On the Kitchen bird table we spot what looks like the female Grey Squirrel with the wonky right eye, here looking very 'knocked up'!
Another apple get the Squirrels 'take-away' treatment.
Is the second Squirrel at the left edge watching or preparing an ambush?
A Tawny Owl here spend at least 5 minutes on the meadow post at the end of the night.
Next day shortly after dark this Tawny Owl makes a short visit.
This pair of Badgers seem to have spent about an hour wandering the sites together.
At the bottom of the mound things get more boisterous.
Courting is a rough game for badgers!
Next day after midnight this solitary Badger wanders over the Round Mound.
This landing Wood Pigeon provides a rather nice view of the top of her wings.
Spring is 'round the corner' and its time for the birds and
mammals to start the first overtures of 'romance'. This includes
trusting your potential partner not to be crashing into you.
The bird at the back (with eye shut) is still folding their wings.
A pair of Wood Pigeons getting 'Romantic'.
A perky male Blackbird
A raindrop spangled male Blackbird walks across the hedge bottom.
early mid-afternoon bird get the worm.
OK - its way out of focus and off the edge of the frame, but its a fun moment to catch - except for the worm.
A pair of Blackbirds seem to own the territory including both the hedge bottom and meadow sites (about 30 metres apart).
Dunnock tries to chase away Robin
Robin tries to chase away Great Tit
A Robin perhaps a metre above the hedge bottom aerobraking to land.
From about 100 metres away we get this photo of a pair of Chinese Water Deer relaxing in the grass. The left deer is a female and the right (with a generous sized 'tusk') is the male.

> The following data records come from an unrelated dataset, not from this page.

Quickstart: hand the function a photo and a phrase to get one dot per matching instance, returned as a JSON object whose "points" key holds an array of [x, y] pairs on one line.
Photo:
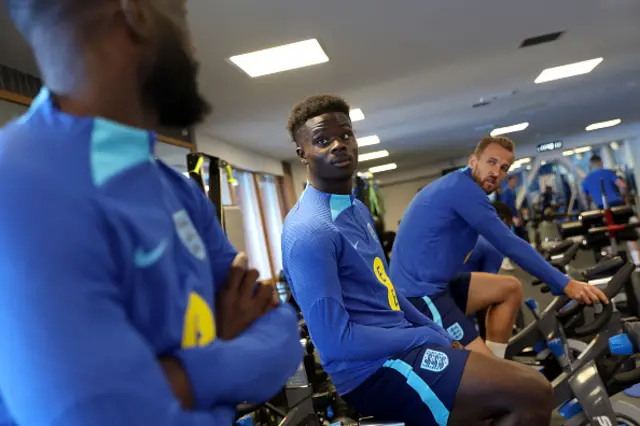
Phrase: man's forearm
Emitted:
{"points": [[251, 367], [179, 381]]}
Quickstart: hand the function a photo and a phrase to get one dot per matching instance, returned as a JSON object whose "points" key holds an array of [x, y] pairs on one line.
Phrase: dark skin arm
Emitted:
{"points": [[238, 305]]}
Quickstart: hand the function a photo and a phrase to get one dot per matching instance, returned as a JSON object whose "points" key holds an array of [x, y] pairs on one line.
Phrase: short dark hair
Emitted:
{"points": [[503, 210], [314, 106], [506, 143], [30, 15]]}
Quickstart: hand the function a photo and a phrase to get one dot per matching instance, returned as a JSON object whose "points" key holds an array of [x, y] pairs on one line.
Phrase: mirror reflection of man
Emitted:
{"points": [[615, 187]]}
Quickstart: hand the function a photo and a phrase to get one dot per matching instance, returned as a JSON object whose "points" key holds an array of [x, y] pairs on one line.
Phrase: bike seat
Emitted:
{"points": [[560, 248], [374, 422], [604, 268]]}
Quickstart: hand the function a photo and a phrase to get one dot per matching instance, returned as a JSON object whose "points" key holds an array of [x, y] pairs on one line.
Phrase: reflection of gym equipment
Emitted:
{"points": [[195, 163]]}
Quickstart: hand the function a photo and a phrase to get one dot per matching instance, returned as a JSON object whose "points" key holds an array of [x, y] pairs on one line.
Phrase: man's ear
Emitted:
{"points": [[473, 161], [302, 155], [138, 16]]}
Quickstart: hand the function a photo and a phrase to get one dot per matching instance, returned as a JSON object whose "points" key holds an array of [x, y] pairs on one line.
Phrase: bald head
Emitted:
{"points": [[140, 47]]}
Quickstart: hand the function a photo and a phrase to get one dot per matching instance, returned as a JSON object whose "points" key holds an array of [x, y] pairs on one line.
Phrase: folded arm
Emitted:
{"points": [[255, 365], [252, 367], [75, 359]]}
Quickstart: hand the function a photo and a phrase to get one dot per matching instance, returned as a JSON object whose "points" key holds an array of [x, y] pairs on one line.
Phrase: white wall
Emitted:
{"points": [[299, 172], [240, 157], [396, 198]]}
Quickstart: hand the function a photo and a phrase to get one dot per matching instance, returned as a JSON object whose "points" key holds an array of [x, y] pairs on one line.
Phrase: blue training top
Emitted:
{"points": [[591, 186], [336, 268], [111, 259], [439, 230], [509, 198], [484, 258]]}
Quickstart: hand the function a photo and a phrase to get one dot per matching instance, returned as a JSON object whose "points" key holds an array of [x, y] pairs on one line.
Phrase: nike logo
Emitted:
{"points": [[144, 259]]}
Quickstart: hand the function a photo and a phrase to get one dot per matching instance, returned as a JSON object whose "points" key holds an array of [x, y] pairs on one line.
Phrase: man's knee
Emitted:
{"points": [[513, 290], [537, 390]]}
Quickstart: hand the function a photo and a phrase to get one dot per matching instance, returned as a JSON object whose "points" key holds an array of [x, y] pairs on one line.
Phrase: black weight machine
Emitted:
{"points": [[195, 165]]}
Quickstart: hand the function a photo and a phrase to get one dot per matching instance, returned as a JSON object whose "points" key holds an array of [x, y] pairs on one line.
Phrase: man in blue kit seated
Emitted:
{"points": [[436, 237], [485, 258], [121, 300], [385, 358], [614, 186]]}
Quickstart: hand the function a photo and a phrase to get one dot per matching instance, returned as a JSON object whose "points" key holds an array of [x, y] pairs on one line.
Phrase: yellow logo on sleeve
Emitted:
{"points": [[199, 325], [381, 275]]}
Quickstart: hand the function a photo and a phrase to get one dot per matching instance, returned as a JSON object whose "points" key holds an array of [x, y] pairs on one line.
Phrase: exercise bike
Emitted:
{"points": [[308, 398], [529, 346], [580, 390]]}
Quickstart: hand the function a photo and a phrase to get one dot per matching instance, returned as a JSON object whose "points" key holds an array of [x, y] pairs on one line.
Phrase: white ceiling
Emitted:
{"points": [[415, 67]]}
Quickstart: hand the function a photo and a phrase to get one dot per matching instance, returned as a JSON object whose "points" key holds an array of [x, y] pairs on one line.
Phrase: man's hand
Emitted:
{"points": [[177, 378], [585, 293], [242, 300]]}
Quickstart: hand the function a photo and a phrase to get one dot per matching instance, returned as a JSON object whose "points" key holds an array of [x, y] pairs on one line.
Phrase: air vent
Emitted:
{"points": [[541, 39], [480, 103], [486, 100]]}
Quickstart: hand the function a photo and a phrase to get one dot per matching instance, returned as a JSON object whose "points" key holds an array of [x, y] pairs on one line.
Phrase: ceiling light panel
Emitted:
{"points": [[281, 58], [569, 70]]}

One or more Foxes visit on most nights, this one providing a rather nice portrait in the IR lit blackness.
The ditch at the SW corner is now partly flooded - it seems from other blurred messes of photos that the Fox simply jumps over it rather than getting his paws and lower legs wet with the cold and muddy water.
MIDNIGHT! - time for the current male Reeves' Muntjac Deer to enter our patch and continue his nightly forage.
An hour or so after midnight the male Reeves' Muntjac Deer walks by the side of the Round Pond.